Di luar Indonesia pun, terdapat dukun hanya namanya saja yang berbeda lebih menggunakan kata modern. Mereka menyebutnya “Paranormal”. Di Indonesia sendiri kini nama tersebut sudah banyak digunakan untuk “Dukun Kelas Atas” yang tidak ingin disebut sebagai “Dukun”, padahal artinya sama saja, hanya namanya yang berbeda.

Istilah paranormal sebenarnya berarti sesuatu yang tidak dapat dijelaskan secara ilmiah, atau dapat pula disebut seseorang yang mempunyai kemampuan untuk memahami, mengetahui serta mempercayai hal-hal yang tidak dapat dijelaskan secara ilmiah. Istilah supranatural erat kaitannya dengan paranormal. Yakni sebuah istilah yang berarti tidak dapat dijelaskan secara ilmiah dan rasional.

Ada 3 sebutan yang memiliki konotasi yang berbeda untuk konteks yang mirip dengan dukun, paranormal dan praktisi supranatural tersebut, yaitu witch atau tukang sihir, phsychic atau cenayang dan voodoo atau dukun ilmu hitam.Perdukunan seperti sudah menjadi sesuatu yang “Lazim” untuk diperbincangkan bahkan dipraktikan tidak sesuai dengan ajaran yang telah ditentukan / melenceng dari arti dan fungsi sebenarnya.

Pada zaman kita sekarang, praktik perdukunan juga banyak. Bukan karena terputusnya wahyu. Tetapi karena jauhnya masyarakat dari ajaran wahyu (Al-Qur'an), serta keengganan mereka untuk mempelajari dan mengamalkannya. Jumlah mereka jutaan, tersebar di seantero bumi nusantara ini. Ada seorang dukun ternama yang pernah menyampaikan ke Majalah Ghoib, bahwa Jumlah personil dukun yang bernaung dalam kelompoknya berjumlah lebih dari 13 juta personil. Itu hanya satu paguyuban, belum lagi paguyuban dan kelolmpok lainnya yang tidak dibawah naungannya.

Tidak semua dukun yang membuka praktik perdukunan benar-benar seorang dukun. Tidak semua dukun dibantu oleh jin dalam praktiknya. Tidak semua dukun menguasai ilmu-ilmu mistik atau supranatural. Di antara mereka banyak juga yang hanya modal nekat. Karena susah cari pekerjaan atau sulit mencari penghasilan, akhirnya dengan intrik dan rekayasa serta trik tersembunyi mereka membuka praktik perdukunan.

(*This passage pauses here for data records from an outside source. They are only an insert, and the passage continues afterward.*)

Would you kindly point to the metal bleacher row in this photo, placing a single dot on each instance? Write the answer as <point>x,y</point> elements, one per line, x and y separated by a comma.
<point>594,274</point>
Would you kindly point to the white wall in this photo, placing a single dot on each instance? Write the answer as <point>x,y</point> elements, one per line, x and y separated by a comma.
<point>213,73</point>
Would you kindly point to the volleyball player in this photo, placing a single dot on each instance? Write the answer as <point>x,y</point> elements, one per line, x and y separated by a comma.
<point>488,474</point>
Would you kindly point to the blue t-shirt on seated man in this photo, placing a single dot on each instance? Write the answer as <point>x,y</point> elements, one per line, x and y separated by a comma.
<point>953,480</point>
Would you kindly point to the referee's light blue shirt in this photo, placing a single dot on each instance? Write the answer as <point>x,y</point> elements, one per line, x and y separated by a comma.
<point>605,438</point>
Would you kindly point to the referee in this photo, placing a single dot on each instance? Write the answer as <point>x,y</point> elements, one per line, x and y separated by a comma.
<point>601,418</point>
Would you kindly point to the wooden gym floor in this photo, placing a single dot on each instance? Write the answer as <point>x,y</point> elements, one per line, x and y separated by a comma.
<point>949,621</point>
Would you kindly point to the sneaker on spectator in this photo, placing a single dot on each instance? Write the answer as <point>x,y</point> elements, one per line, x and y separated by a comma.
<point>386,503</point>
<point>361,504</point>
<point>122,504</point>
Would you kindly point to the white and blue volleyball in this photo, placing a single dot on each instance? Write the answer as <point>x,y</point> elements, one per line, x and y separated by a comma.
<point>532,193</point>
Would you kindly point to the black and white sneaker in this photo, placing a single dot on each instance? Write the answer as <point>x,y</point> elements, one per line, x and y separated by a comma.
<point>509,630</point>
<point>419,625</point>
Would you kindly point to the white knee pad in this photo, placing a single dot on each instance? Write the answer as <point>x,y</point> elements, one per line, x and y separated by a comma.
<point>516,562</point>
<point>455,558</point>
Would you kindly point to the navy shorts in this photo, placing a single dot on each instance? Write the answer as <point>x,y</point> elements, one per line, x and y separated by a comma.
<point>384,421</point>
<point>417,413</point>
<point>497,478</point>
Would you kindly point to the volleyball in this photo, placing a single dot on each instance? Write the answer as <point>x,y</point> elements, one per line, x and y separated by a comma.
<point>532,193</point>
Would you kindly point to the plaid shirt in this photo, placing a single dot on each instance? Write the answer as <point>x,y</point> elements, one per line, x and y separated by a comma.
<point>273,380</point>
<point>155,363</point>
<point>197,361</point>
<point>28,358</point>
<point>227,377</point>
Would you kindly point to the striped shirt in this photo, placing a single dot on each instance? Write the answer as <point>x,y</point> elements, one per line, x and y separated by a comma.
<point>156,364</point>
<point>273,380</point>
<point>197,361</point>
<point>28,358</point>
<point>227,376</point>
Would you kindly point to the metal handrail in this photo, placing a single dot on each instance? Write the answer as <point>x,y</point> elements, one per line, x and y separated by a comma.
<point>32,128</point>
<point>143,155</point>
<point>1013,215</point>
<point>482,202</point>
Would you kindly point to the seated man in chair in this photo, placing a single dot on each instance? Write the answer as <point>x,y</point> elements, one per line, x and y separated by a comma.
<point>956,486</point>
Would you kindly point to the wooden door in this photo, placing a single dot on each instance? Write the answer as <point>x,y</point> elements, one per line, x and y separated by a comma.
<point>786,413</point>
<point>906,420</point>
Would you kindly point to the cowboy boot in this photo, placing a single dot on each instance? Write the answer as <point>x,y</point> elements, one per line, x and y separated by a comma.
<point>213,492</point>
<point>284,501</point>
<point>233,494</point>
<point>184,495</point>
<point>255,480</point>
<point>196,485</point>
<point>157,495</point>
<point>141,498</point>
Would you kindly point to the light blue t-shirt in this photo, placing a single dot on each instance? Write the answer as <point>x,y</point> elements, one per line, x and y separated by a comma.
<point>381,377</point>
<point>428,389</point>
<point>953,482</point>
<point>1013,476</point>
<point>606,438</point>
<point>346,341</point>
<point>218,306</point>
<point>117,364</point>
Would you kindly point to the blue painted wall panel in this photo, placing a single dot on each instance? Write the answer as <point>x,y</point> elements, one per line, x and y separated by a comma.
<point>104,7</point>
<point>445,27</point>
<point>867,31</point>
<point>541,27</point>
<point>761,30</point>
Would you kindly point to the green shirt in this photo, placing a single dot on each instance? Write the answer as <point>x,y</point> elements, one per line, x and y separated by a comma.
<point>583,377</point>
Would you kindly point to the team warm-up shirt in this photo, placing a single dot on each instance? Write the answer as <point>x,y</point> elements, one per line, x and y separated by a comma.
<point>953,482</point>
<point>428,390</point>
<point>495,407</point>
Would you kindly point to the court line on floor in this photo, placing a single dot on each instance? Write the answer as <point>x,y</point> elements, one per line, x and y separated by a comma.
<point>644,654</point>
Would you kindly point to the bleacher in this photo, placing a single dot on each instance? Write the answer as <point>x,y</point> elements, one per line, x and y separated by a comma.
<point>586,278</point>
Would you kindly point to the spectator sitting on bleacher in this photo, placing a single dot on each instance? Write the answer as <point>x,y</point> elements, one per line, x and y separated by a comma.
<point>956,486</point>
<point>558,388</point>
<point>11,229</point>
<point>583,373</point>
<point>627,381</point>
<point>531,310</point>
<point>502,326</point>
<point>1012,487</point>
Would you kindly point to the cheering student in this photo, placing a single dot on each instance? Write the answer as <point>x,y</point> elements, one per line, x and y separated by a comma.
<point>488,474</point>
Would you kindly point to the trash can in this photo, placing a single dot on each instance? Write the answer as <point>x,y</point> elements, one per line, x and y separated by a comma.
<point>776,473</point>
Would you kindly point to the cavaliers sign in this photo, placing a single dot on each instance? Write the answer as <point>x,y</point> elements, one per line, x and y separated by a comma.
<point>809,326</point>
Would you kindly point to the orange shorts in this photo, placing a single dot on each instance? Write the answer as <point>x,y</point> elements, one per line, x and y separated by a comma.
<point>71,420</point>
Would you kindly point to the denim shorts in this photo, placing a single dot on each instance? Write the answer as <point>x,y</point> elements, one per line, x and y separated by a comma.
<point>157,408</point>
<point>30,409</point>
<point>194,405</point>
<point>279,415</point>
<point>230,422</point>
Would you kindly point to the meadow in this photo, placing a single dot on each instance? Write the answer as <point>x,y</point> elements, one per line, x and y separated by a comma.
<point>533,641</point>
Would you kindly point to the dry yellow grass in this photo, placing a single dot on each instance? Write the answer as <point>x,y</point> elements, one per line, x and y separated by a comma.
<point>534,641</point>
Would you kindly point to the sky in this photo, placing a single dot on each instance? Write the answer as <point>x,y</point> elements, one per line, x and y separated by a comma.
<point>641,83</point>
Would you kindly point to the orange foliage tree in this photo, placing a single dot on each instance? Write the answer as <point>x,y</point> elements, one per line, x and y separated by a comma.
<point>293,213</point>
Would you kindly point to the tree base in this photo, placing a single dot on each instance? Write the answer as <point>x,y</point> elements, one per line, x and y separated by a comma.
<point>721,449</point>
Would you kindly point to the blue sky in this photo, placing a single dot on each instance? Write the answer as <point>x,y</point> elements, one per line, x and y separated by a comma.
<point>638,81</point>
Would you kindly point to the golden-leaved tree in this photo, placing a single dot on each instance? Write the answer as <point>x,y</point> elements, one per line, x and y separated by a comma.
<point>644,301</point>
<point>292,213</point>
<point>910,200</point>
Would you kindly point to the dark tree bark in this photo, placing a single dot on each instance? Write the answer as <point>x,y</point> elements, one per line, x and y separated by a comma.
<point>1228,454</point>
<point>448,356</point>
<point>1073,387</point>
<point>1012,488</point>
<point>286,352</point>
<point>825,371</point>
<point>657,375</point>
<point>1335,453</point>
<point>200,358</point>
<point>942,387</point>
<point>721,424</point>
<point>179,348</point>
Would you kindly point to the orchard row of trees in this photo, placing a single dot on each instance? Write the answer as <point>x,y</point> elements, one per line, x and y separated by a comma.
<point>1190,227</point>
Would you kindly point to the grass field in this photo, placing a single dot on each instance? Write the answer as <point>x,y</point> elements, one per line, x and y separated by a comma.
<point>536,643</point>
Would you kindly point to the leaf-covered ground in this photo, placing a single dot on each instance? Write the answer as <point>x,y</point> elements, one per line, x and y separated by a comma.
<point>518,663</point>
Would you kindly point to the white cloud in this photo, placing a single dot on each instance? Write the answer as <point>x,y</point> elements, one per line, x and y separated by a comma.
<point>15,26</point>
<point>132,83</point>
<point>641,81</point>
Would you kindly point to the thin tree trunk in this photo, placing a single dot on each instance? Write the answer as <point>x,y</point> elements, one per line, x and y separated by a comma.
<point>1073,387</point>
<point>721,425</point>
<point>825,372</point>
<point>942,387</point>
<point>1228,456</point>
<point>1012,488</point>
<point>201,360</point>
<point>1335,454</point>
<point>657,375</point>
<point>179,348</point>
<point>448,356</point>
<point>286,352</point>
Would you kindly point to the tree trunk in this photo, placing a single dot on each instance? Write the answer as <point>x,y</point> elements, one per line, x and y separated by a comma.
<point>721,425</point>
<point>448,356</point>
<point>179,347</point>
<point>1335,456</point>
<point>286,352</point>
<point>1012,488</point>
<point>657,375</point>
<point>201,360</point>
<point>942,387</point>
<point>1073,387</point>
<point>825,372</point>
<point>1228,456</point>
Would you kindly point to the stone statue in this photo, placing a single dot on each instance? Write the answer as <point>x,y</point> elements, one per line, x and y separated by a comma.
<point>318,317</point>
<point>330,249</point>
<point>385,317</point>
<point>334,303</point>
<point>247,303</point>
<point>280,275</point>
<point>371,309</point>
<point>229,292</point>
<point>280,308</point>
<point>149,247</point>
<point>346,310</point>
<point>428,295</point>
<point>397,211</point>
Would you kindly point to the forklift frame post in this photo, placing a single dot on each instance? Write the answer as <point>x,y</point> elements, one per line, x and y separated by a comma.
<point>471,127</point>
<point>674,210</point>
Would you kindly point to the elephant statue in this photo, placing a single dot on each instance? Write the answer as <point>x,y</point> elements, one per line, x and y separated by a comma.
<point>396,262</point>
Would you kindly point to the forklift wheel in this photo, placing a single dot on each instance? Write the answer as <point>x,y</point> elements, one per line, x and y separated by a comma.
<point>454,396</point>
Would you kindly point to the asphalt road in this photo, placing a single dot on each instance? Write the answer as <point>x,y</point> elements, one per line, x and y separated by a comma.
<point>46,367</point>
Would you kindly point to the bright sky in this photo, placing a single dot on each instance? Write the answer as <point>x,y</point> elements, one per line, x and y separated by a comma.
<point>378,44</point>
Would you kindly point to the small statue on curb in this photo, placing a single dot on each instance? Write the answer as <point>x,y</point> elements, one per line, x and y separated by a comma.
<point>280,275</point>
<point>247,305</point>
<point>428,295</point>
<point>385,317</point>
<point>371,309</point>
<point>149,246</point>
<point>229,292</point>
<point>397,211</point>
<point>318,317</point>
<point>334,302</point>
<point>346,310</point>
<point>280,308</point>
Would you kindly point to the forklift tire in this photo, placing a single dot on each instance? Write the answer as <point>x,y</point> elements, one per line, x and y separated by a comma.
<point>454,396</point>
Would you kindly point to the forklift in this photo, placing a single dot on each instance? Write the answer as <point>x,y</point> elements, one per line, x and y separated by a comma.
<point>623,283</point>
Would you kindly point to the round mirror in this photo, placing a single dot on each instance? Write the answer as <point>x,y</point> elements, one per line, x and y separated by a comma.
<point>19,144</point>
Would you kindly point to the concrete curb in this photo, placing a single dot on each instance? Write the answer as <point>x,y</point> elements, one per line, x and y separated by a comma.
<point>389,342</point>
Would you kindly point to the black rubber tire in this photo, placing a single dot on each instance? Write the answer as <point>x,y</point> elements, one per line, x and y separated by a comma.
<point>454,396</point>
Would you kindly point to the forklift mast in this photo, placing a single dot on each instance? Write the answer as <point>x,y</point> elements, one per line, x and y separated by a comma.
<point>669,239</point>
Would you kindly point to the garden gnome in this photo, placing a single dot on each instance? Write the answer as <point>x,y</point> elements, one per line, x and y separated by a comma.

Imam al-Khatthabi mengklasifikasikan praktik perdu­kunan yang ada pada zaman Rasulullah menjadi empat bagian. Pertama, dukun yang berkolaborasi dengan jin. Dalam praktiknya, dukun tersebut selalu mendapatkan pasokan berita dari jin yang telah mencuri kabar dari langit, ada kerjasama dan keterikatan antara keduanya. Kedua, dukun yang terkadang saja dibantu oleh jin. Jin datang untuk mendikte dan menyetirnya. Ketiga, dukun yang bersandar kepada tebakan, perkiraan dan sangkaan. Keempat, dukun yang praktiknya bersandar pada pengalaman dan kebiasaan semata. la mengaitkan masalah yang ada dengan masalah serupa yang telah terjadi atau telah dialaminya. (Fathul Bari: 10/218).


KH. Abdul Wachid yang pernah terjun dalam praktik perdukunan, dan sekarang terus aktif memberantas praktik perdukunan, mendakwahi para pelaku pedukunan yang masih aktif membuka praktik, ternyata ia menemukan tipe-tipe dukun yang diklasifikasikan oleh Imam al-Khatthabi. Tidak semua dukun mempunyai kekuatan mistik. Dan yang paling banyak adalah mereka yang menggunakan intrik.